The issue, according to Harari, is the decoupling of intelligence and consciousness. Once we break the link between the two, the human vessels that have traditionally carried intelligence become superfluous.
In his book, Harari foresees two possible paths: techno-humanism and Dataism.
In this version of our future, we humans remain essential, but not in our current form. Thanks to technology, we get an upgrade and become “super-human.”
Alternatively, why do we need humans at all? Once intelligence becomes decoupled from human consciousness, will it simply decide that our corporeal forms are a charming but antiquated oddity and just start with a clean slate?
Our Current Landscape
Speaking of clean slates, many have been talking about the opportunity COVID-19 has presented to us to start anew. As I was writing this column, I received a press release from MIT promoting a new book “Building the New Economy,” edited by Alex Pentland. I haven’t read it yet, but based on the first two lines in the release, it certainly seems to be following this type of thinking:“With each major crisis, be it war, pandemic, or major new technology, there has been a need to reinvent the relationships between individuals, businesses, and governments. Today’s pandemic, joined with the tsunami of data, crypto and AI technologies, is such a crisis.”
We are intrigued by the idea of using the technologies we have available to us to build a societal framework less susceptible to inevitable Black Swans. But is this just an invitation to pry open Pandora’s Box and allow the future Yuval Noah Harari is warning us about?
Harari isn’t the only one seeing the impending doom of the human race. Elon Musk has been warning us about it for years. As we race to embrace artificial intelligence, Musk sees the biggest threat to human existence we have ever faced.
“I am really quite close, I am very close, to the cutting edge in AI and it scares the hell out of me,” warns Musk. “It’s capable of vastly more than almost anyone knows and the rate of improvement is exponential.”
There are those that pooh-pooh Musk’s alarmism, calling it much ado about nothing. Noted Harvard cognitive psychologist and author Steven Pinker, whose rose-colored vision of humanity’s future reliably trends up and to the right, dismissed Musk’s warnings with this: “If Elon Musk was really serious about the AI threat, he’d stop building those self-driving cars, which are the first kind of advanced AI that we’re going to see.”

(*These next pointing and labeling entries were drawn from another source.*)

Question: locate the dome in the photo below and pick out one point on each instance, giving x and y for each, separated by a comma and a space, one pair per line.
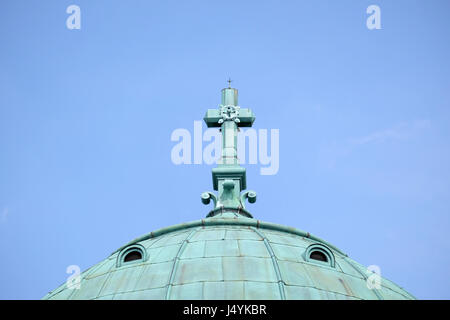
228, 256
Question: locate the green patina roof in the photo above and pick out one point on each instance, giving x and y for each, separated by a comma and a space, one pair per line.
228, 255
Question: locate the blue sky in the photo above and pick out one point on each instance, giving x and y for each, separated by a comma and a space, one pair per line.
86, 118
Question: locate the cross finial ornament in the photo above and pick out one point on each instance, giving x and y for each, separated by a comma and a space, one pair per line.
229, 178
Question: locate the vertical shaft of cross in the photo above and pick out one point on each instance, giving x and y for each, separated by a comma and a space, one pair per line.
229, 178
229, 127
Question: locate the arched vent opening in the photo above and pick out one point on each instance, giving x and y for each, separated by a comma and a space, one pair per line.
319, 254
133, 254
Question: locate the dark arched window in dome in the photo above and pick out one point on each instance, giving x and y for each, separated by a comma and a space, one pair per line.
133, 255
317, 255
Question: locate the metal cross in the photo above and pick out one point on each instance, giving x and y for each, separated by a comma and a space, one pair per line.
229, 83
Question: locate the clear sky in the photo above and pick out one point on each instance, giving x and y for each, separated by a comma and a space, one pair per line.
86, 118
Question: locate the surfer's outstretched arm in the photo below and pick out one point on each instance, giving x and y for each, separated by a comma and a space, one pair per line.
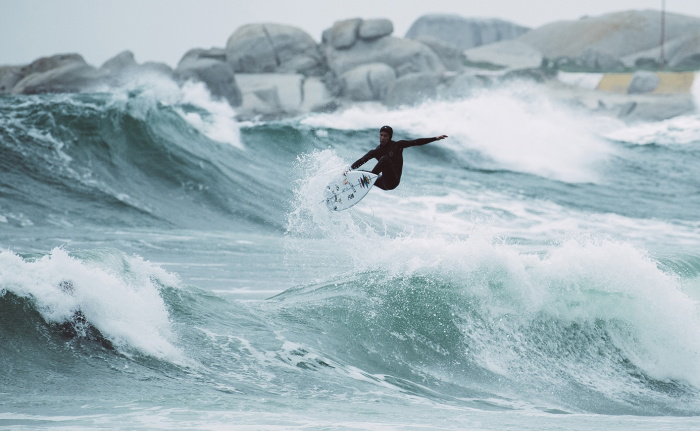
421, 141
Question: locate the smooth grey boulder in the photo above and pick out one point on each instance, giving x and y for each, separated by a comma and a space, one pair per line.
509, 54
273, 48
200, 53
368, 82
412, 89
70, 78
316, 97
123, 67
342, 34
61, 73
612, 40
375, 28
45, 64
459, 86
215, 74
344, 50
452, 58
123, 61
9, 76
403, 55
643, 82
464, 33
270, 94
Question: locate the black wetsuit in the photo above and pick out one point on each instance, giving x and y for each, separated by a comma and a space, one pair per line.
390, 161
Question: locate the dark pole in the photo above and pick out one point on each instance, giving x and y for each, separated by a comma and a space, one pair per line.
663, 31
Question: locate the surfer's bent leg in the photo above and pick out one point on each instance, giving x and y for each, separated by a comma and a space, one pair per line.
388, 179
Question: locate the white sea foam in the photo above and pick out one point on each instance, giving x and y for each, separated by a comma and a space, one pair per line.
218, 123
517, 128
682, 130
192, 101
583, 282
118, 295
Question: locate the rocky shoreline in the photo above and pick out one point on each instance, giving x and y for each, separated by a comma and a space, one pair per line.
277, 70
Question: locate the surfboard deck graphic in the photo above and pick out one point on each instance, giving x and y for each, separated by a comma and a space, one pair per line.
348, 189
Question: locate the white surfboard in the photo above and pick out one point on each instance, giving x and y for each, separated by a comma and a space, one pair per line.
348, 189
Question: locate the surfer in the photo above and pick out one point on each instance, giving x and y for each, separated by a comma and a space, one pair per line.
390, 157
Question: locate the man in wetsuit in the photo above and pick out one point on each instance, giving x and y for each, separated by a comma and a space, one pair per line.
390, 157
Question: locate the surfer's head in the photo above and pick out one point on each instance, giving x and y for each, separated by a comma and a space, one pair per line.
385, 134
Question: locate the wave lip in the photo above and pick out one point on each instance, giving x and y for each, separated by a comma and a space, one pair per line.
118, 296
592, 326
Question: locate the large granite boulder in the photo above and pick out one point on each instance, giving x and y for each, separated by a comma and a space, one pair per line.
612, 41
643, 82
272, 95
412, 89
459, 86
273, 48
64, 73
368, 82
345, 48
452, 58
125, 60
464, 33
509, 54
210, 67
9, 76
123, 67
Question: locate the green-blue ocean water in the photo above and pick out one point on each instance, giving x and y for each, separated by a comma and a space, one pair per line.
165, 266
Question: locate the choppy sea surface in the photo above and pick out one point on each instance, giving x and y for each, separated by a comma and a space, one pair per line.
165, 266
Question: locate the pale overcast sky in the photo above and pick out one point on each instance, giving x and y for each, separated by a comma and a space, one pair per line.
163, 30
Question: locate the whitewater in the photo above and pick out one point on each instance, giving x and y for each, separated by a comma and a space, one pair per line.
165, 265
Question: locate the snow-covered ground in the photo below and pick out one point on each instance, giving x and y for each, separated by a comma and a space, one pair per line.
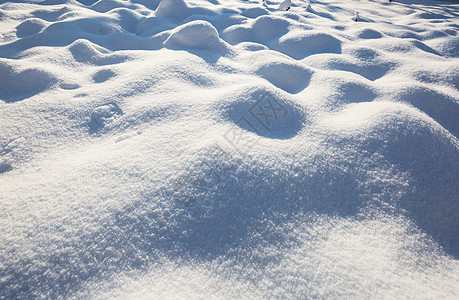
229, 149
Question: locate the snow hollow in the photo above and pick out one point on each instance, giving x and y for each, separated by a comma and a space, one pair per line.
229, 149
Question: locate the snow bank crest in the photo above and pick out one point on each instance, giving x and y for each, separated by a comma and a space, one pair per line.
195, 35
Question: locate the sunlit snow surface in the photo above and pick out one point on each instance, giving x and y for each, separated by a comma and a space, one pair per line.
228, 149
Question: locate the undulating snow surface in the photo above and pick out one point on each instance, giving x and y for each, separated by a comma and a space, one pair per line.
229, 149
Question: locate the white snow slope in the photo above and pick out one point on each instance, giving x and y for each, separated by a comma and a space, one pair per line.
229, 149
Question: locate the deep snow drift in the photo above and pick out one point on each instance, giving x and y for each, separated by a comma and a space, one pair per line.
228, 149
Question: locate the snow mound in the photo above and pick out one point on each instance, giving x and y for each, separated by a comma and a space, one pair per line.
172, 9
195, 35
19, 84
229, 149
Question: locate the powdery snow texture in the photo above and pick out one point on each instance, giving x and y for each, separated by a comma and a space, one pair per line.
229, 149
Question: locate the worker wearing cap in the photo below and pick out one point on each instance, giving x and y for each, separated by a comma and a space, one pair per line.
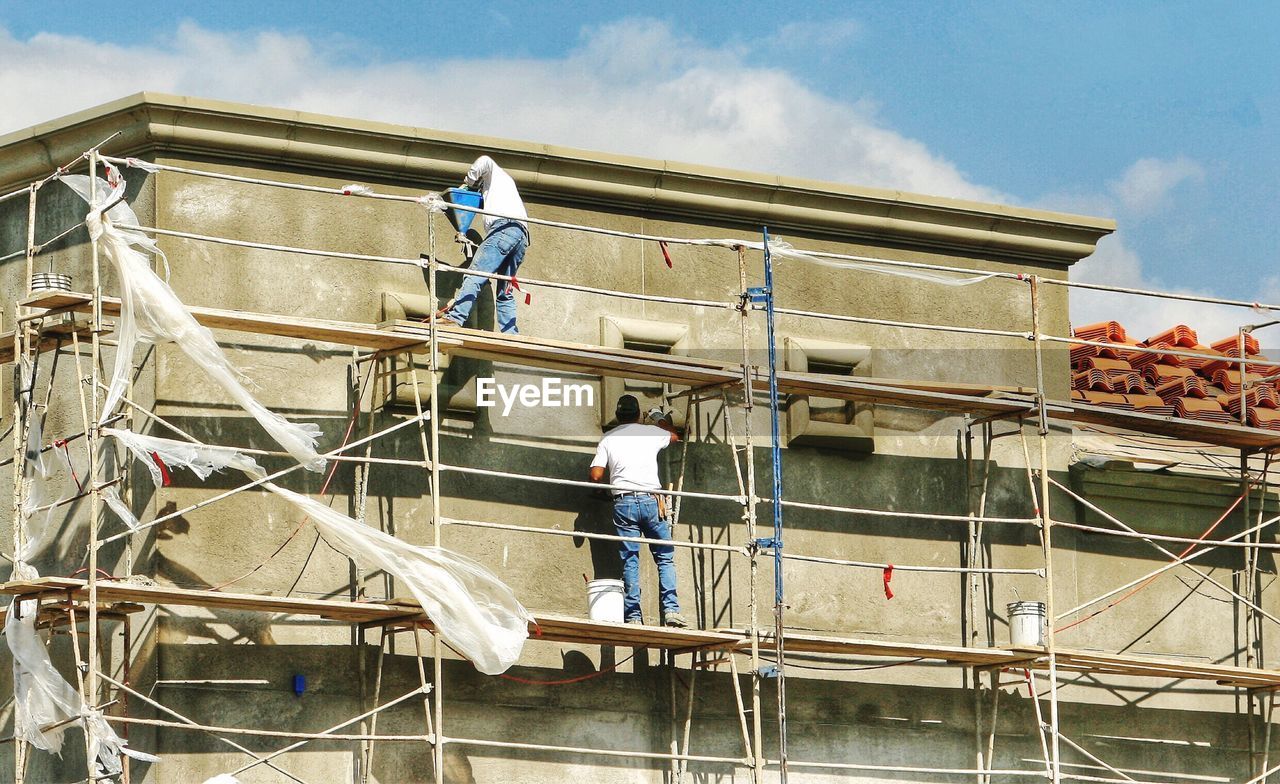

In turn, Musk puts Pinker’s Pollyanna perspective down to human hubris: “This tends to plague smart people. They define themselves by their intelligence and they don’t like the idea that a machine could be way smarter than them, so they discount the idea — which is fundamentally flawed.”
From Today Forward
This brings us back to our current adaptive landscape. It’s rugged. The peaks and valleys of our day-to-day reality are more rugged then they have ever been — at least in our lifetimes.
We need help. And when you’re dealing with a massive threat that involves probability modeling and statistical inference, more advanced artificial intelligence is a natural place to look.
Would we trade more invasive monitoring of our own bio-status and aggregation of that data to prevent more deaths? In a heartbeat.
Would we put our trust in algorithms that can instantly crunch vast amounts of data our own brains couldn’t possibly comprehend? We already have.
Will we even adopt connected devices constantly streaming the bits of data that define our existence to some corporate third party or government agency in return for a promise of better odds that we can extend that existence? Sign us up.
We are willingly tossing the keys to our future to the Googles, Apples, Amazons and Facebooks of the world. As much as the present may be frightening, we should consider the steps we’re taking carefully.
If we continue rushing down the path towards Yuval Noah Harari’s Dataism, we should be prepared for what we find there: “This cosmic data-processing system would be like God. It will be everywhere and will control everything, and humans are destined to merge into it.”